Modeling and Control of Morphing Covers for the Adaptive Morphology of Humanoid Robots

TL;DR

This paper introduces a systematic approach for designing and controlling morphing covers for humanoid robots, enabling adaptive shape changes through kinematic modeling, genetic algorithms for motor placement, and control algorithms validated via simulations.

Contribution

It presents a novel integrated method for designing morphing robot covers, including kinematic modeling, genetic algorithm-based motor placement, and shape control, validated through extensive simulations.

Findings

Genetic algorithms effectively optimize motor locations for full actuation.

The control algorithms enable accurate shape tracking.

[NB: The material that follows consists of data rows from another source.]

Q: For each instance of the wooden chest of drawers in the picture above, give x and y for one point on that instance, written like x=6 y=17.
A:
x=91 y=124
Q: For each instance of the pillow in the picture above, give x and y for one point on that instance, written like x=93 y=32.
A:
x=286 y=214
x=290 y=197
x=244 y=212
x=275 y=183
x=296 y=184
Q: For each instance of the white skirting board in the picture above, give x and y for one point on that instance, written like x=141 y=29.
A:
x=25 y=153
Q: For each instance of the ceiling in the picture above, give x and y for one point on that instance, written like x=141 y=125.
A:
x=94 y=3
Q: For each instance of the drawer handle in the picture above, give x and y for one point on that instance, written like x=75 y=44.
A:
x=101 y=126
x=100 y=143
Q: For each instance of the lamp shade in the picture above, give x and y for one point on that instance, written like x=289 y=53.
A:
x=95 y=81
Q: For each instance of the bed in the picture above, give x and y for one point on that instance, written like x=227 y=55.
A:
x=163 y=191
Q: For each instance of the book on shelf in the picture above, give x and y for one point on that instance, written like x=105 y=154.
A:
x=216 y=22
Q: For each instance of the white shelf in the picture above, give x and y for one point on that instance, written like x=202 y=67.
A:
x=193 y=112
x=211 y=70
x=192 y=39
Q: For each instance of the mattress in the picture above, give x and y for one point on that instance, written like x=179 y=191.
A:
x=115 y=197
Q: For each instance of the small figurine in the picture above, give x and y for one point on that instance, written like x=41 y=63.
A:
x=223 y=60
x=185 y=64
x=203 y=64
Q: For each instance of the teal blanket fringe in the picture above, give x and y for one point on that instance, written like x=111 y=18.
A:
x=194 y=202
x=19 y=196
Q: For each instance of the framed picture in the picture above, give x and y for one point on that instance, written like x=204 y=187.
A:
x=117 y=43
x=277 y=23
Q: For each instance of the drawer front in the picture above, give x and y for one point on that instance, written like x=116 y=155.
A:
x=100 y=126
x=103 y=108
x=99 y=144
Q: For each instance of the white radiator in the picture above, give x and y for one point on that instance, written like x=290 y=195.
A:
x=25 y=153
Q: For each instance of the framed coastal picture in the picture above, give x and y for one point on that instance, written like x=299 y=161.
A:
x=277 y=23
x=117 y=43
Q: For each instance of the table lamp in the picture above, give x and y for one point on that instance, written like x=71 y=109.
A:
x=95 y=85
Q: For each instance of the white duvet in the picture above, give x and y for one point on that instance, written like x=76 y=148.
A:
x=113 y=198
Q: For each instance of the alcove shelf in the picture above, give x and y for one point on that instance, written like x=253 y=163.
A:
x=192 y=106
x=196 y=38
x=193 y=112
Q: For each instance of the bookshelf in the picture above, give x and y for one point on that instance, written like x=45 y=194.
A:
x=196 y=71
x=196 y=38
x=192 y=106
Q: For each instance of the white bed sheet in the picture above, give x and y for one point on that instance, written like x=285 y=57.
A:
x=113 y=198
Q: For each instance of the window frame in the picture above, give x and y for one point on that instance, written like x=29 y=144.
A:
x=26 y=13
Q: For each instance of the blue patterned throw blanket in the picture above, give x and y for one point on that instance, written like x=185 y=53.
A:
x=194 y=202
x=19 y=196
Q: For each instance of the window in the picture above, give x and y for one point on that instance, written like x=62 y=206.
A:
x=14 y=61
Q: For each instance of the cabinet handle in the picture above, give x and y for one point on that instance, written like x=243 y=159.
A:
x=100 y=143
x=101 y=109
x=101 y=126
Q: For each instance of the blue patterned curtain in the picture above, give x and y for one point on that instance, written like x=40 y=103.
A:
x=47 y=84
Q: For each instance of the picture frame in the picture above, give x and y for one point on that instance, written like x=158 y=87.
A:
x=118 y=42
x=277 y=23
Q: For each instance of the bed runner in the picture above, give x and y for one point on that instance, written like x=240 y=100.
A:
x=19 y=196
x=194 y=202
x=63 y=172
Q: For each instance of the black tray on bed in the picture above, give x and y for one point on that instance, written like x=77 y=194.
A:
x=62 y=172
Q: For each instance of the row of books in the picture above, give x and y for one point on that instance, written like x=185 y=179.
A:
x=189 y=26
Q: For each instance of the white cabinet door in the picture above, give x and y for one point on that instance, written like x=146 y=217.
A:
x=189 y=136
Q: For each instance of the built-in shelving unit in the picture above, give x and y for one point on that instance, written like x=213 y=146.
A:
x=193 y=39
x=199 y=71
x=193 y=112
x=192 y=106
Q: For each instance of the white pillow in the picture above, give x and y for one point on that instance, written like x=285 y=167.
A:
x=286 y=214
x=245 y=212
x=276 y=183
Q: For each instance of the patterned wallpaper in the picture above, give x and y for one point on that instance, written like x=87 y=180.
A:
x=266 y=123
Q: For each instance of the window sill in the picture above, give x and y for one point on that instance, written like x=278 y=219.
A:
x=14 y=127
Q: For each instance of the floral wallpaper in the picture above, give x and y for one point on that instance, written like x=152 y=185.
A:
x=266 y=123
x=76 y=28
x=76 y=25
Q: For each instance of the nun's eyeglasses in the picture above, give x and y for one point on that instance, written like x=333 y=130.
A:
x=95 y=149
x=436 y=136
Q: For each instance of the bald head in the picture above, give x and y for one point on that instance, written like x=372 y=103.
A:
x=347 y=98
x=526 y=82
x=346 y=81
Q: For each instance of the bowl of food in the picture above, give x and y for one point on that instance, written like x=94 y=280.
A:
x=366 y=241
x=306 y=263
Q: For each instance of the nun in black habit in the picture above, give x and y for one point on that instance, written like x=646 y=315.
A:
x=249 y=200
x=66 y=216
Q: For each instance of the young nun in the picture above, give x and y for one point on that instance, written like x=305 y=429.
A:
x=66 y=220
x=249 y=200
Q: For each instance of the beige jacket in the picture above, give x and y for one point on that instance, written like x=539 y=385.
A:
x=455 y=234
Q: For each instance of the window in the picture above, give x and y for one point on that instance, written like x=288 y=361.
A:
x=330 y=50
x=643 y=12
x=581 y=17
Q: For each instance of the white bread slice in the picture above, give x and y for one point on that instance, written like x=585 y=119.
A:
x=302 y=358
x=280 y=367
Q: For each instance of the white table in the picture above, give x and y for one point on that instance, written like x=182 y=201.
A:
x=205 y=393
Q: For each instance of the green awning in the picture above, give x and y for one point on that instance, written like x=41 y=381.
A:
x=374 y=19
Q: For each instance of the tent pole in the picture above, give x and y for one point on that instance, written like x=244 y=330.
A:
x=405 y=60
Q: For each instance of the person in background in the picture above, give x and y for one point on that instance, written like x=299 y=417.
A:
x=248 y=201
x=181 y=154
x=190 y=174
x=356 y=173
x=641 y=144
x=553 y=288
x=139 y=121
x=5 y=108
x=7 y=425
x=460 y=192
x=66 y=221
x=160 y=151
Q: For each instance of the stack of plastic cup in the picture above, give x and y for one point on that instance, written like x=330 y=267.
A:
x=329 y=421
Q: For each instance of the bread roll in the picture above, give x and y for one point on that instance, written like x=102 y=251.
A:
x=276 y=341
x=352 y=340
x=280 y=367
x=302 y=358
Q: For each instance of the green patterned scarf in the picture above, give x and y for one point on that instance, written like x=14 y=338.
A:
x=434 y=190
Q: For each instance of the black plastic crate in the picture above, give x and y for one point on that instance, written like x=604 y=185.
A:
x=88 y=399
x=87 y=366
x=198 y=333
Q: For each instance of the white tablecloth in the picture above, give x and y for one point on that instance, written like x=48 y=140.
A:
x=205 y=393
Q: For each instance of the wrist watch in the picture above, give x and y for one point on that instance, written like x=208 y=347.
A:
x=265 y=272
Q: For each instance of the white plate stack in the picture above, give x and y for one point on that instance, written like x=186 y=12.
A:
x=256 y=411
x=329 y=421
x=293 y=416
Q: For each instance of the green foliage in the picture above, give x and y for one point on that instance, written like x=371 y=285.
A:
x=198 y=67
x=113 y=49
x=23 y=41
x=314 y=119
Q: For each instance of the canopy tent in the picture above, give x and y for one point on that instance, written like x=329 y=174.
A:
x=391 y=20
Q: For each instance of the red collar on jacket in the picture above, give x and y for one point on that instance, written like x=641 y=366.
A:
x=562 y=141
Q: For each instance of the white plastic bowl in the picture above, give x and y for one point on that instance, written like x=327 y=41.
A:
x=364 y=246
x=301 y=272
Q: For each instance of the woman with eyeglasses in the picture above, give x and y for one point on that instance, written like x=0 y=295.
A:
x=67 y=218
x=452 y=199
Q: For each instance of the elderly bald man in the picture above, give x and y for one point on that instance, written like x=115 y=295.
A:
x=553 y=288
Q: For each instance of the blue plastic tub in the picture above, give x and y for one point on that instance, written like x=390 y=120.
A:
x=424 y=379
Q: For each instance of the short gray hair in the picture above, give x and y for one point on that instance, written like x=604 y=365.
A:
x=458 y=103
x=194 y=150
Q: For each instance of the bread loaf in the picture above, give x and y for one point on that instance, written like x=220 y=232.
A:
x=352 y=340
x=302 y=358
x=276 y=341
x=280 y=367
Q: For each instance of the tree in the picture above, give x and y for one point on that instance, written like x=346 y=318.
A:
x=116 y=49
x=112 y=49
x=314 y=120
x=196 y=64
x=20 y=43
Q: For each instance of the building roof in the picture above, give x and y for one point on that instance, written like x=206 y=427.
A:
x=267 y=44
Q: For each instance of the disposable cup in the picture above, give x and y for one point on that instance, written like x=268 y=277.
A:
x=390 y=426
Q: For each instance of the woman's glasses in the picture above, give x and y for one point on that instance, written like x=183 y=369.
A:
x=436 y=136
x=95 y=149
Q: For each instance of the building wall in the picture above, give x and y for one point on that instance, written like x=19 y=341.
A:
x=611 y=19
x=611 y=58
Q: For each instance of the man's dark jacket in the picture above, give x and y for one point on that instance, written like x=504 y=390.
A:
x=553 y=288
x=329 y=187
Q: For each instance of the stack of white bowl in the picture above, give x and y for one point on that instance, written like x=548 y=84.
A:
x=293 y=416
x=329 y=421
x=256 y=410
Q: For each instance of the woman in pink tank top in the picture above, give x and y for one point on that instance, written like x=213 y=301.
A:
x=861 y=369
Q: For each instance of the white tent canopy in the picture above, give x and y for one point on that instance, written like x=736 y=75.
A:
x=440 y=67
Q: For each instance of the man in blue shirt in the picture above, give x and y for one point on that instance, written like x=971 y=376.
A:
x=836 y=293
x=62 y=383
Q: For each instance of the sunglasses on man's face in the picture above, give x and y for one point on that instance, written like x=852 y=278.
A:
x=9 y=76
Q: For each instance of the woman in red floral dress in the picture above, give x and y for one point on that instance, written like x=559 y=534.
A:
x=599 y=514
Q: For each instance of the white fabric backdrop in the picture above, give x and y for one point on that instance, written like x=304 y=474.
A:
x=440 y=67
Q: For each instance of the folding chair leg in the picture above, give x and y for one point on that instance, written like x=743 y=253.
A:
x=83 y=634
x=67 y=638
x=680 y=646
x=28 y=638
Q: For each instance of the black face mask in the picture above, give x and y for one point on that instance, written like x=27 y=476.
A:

Simulations demonstrate successful morphing with various cover configurations.

Abstract

This article takes a step to provide humanoid robots with adaptive morphology abilities. We present a systematic approach for enabling robotic covers to morph their shape, with an overall size fitting the anthropometric dimensions of a humanoid robot. More precisely, we present a cover concept consisting of two main components: a skeleton, which is a repetition of a basic element called node, and a soft membrane, which encloses the cover and deforms with its motion. This article focuses on the cover skeleton and addresses the challenging problems of node design, system modeling, motor positioning, and control design of the morphing system. The cover modeling focuses on kinematics, and a systematic approach for defining the system kinematic constraints is presented. Then, we apply genetic algorithms to find the motor locations so that the morphing cover is fully actuated. Finally, we present control algorithms that allow the cover to morph into a time-varying shape. The entire approach is validated by performing kinematic simulations with four different covers of square dimensions and having 3x3, 4x8, 8x8, and 20x20 nodes, respectively. For each cover, we apply the genetic algorithms to choose the motor locations and perform simulations for tracking a desired shape. The simulation results show that the presented approach ensures the covers to track a desired shape with good tracking performances.